Categories: privacy-policyproxyp3pinformexplain

Privacy-Aware Network Client

Summary

A privacy policy which is hard to understand is in an automated way converted into a more easy to read format.

Context

This pattern is limited to the web browsing domain.

Problem

Many websites have privacy policies which are hard to understand for the general audience.

Many people enter websites with different intentions like shopping, research, etc. At the same time those responsible collect, use and release information about a user by explaining it through statements called privacy policies. These privacy policies are not easy to read and to understand.

Solution

The problem can be solved by designing and implementing a privacy proxy that can parse and interpret policies. Afterwards it translates the policies into a human-readable format to present them in a user-friendly way.
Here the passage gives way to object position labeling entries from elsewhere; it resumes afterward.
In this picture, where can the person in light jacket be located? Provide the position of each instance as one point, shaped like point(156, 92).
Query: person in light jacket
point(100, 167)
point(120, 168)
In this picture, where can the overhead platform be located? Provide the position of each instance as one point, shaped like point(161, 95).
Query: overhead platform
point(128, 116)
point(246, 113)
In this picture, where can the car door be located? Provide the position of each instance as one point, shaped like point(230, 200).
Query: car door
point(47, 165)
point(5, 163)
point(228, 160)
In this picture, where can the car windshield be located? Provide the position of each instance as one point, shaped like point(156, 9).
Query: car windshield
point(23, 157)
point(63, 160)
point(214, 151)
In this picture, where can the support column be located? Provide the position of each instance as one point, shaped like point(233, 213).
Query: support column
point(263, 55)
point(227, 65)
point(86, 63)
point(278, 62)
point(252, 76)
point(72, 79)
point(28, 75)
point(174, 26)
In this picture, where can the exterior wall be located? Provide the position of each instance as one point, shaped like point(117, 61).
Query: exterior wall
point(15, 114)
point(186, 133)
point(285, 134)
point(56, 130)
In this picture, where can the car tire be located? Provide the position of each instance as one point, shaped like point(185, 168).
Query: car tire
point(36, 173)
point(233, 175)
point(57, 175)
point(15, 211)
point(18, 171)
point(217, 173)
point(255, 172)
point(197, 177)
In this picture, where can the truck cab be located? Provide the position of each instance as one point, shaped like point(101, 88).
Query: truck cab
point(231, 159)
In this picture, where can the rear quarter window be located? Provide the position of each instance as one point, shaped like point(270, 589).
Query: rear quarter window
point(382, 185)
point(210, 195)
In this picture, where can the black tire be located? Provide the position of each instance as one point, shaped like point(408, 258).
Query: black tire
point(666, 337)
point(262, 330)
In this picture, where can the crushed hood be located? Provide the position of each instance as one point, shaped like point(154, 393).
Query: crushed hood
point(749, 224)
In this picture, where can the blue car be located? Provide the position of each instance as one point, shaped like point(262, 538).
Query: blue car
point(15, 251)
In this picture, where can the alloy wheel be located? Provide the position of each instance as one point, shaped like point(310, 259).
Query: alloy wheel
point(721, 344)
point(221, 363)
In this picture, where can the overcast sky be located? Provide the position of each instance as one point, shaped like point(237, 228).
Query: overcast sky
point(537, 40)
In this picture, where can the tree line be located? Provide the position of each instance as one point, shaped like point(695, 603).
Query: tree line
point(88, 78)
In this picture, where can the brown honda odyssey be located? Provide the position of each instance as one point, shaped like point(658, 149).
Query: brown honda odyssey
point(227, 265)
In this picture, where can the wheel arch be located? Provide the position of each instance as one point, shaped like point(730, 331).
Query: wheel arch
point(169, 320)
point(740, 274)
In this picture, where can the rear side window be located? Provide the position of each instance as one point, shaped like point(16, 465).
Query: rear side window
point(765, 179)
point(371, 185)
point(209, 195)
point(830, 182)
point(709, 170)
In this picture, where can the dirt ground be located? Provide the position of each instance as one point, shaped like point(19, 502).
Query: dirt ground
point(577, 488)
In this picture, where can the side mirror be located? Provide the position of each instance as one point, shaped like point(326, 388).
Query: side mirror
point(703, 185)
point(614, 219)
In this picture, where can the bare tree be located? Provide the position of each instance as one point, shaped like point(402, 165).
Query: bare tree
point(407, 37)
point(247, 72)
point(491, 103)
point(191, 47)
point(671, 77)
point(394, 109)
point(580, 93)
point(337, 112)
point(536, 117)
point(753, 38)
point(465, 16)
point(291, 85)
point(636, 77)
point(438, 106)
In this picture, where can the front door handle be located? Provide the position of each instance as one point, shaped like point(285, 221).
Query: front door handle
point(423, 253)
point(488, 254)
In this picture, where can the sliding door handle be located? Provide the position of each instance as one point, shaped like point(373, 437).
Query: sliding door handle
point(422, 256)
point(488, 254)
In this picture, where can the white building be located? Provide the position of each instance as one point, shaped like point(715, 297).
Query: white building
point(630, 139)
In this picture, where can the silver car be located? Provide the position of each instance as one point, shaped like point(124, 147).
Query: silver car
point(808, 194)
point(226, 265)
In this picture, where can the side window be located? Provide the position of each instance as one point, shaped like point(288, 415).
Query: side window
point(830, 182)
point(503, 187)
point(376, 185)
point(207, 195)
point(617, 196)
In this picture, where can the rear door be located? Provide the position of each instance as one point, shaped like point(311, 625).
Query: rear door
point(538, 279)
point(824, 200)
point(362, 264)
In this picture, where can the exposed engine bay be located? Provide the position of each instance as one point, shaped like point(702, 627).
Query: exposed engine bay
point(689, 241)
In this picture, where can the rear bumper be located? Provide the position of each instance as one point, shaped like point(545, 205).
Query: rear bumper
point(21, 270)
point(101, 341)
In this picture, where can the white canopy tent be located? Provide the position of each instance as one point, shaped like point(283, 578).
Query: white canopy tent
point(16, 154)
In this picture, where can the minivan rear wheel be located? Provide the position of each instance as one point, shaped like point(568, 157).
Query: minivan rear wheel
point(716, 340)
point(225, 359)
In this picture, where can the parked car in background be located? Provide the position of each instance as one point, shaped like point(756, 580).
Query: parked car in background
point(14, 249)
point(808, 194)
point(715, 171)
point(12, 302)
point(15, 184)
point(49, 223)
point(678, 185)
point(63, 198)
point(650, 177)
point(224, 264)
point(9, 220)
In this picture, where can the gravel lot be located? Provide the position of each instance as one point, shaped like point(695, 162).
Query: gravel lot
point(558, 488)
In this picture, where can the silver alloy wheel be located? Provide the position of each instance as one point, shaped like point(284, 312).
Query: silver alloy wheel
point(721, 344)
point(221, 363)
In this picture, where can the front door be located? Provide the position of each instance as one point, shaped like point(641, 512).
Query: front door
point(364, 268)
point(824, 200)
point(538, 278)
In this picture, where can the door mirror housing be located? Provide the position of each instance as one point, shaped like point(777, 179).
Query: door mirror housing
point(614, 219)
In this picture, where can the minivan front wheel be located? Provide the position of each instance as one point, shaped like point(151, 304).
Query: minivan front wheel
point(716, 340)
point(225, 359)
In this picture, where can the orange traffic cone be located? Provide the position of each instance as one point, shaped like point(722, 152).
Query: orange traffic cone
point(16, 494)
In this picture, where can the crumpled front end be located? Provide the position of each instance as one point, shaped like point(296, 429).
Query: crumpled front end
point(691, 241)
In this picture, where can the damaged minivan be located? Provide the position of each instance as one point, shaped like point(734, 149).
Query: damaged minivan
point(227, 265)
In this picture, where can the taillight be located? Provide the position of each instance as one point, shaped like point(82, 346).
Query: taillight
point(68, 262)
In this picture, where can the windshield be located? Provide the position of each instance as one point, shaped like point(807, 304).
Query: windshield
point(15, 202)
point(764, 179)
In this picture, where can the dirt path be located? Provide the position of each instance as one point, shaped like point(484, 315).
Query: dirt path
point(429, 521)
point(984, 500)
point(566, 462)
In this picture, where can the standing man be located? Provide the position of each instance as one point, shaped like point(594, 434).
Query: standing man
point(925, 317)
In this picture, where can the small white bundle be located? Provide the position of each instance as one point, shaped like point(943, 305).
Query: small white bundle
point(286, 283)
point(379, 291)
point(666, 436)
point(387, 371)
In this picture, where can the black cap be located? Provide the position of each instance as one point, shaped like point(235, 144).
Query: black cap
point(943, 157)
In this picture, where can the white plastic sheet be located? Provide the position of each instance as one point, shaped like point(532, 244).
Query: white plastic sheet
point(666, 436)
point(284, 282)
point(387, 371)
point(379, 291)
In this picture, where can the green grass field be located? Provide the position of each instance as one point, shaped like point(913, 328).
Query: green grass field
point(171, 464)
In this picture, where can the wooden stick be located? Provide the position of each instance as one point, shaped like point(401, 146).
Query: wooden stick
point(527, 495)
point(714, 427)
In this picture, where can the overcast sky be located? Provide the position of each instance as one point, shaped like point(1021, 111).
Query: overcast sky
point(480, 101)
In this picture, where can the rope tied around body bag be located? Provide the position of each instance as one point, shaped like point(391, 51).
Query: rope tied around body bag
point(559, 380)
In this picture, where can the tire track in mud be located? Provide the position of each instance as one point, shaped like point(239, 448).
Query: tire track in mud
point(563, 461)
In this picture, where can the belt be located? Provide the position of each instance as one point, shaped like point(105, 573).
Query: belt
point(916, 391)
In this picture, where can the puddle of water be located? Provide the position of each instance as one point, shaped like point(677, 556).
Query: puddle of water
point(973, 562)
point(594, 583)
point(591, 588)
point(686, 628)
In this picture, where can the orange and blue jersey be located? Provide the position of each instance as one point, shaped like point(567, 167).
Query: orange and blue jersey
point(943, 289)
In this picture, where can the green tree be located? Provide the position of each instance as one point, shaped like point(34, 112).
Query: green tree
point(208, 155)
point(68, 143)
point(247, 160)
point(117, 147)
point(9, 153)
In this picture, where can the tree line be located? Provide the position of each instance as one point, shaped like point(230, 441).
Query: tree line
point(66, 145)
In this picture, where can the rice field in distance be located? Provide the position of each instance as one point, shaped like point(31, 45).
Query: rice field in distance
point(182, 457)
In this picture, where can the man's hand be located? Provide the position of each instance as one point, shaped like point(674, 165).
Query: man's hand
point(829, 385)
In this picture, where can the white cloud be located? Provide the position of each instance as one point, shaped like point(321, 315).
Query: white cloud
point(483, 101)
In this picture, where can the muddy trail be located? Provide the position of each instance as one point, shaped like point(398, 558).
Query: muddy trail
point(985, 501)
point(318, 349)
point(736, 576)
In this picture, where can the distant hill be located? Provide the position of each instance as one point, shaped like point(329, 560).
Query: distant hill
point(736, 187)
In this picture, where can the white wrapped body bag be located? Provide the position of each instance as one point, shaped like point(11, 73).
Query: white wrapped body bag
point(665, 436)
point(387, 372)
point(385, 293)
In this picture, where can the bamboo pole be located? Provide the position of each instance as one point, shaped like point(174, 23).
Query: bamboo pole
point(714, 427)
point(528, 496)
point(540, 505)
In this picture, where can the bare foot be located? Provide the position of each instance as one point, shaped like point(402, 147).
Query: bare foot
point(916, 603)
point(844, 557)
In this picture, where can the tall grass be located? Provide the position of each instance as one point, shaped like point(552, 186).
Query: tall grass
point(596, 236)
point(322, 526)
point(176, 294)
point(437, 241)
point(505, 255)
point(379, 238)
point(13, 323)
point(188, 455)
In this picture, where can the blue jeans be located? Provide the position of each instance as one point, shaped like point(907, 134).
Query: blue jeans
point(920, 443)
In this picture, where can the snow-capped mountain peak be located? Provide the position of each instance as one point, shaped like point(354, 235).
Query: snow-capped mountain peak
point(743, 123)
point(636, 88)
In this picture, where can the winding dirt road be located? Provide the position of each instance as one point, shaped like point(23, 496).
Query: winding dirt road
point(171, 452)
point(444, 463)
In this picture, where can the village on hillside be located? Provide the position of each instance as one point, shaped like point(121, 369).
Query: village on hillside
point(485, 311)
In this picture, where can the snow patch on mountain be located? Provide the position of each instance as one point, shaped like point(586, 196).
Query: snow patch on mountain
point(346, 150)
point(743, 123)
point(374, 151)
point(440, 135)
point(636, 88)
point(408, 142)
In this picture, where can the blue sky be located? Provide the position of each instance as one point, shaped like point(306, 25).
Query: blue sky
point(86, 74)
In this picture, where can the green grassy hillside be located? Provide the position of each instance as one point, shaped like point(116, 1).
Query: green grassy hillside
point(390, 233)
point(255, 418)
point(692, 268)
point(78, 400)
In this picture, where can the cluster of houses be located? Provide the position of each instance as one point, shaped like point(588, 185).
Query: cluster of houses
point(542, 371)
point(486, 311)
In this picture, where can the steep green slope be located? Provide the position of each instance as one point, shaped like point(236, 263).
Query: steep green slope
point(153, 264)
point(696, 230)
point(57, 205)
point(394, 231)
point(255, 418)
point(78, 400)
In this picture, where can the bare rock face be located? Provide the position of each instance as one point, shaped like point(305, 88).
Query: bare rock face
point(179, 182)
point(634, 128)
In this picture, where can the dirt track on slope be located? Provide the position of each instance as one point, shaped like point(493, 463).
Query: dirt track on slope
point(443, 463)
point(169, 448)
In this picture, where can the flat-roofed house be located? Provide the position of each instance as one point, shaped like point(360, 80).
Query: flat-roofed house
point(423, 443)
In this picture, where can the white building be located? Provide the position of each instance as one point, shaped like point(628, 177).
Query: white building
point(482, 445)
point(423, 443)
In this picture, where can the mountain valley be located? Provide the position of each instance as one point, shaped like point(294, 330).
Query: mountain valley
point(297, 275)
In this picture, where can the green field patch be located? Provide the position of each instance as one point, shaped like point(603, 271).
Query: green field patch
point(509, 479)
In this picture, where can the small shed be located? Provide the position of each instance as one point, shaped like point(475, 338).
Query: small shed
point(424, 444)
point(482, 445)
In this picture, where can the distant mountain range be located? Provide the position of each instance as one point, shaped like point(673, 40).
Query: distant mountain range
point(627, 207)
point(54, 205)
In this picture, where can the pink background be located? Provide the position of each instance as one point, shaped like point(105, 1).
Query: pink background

Expand the awareness of the user towards privacy policies of a website.

Consequences

The user's awareness of the privacy policy rises so that more informed decisions can be made. The proxy is able to automatically detect changes of the privacy policy. A separate secure connection is needed for the proxy for every access to an area which is secured by a privacy policy. Policy constraints need to allocate local storage in the client. An attack on this could lead the user to decisions which he would otherwise not do. If there are any breaches of privacy it can be blamed on the client if he did use a privacy-aware client for a particular access.

Examples

Alice uses several web services but is not aware of the their privacy policies. Even when she reads the policies, she is still not aware of the actual implications of the legal description. In the absence of other solutions, she does not read the policies and does not understand the ramifications.

[Known Uses]

JRC P3P Proxy Version 2.0 is a P3P user agent acting like an intermediary. Depending on the specified privacy preferences of a user, it controls the access to web servers. Another known P3P user agent is AT&T Privacy Bird. Privacy Bird is a tool warning users if privacy policies of visited websites are not matching with their individual privacy preferences.